A TRANSIÇÃO ENERGÉTICA E III A D E S C A R B O N I Z A Ç Ã O D A E C O N O M I A Por, António Covas
Professor Catedrático da Universidade do Algarve
As grandes transições – climática, energética, ecológica, agroalimentar, digital, laboral, demográfica, migratória, sociocultural – vão marcar profundamente as próximas décadas até 2050, o ano da neutralidade carbónica. Já aí estão o roteiro da neutralidade carbónica 2050 (RNC), o plano nacional da energia e clima 2030 (PNEC) e agora, também, o regime jurídico do sistema elétrico nacional (DL nº15/2022 de 14 de janeiro). Pela importância de que se revestem na reorganização da economia, pelo volume de investimentos que mobilizam na próxima década, pelo lugar central que irão ocupar nas políticas públicas do Portugal
2030, pelo impacto enorme que terão nos territórios, estamos perante uma transformação profunda da economia e da sociedade portuguesas.

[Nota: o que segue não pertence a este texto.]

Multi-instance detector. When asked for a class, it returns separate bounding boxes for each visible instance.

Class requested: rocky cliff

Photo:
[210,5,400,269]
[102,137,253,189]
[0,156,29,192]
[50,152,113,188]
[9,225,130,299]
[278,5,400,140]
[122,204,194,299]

O assunto é sério e não pode ser tratado com ligeireza, embora todos saibamos que num horizonte tão largo de tempo tudo pode acontecer, mesmo os maiores imponderáveis. É, pois, uma boa altura para algumas reflexões sobre a constelação do sistema energético, muito para lá da descarbonização da economia. As grandes transições, convergência ou divergência?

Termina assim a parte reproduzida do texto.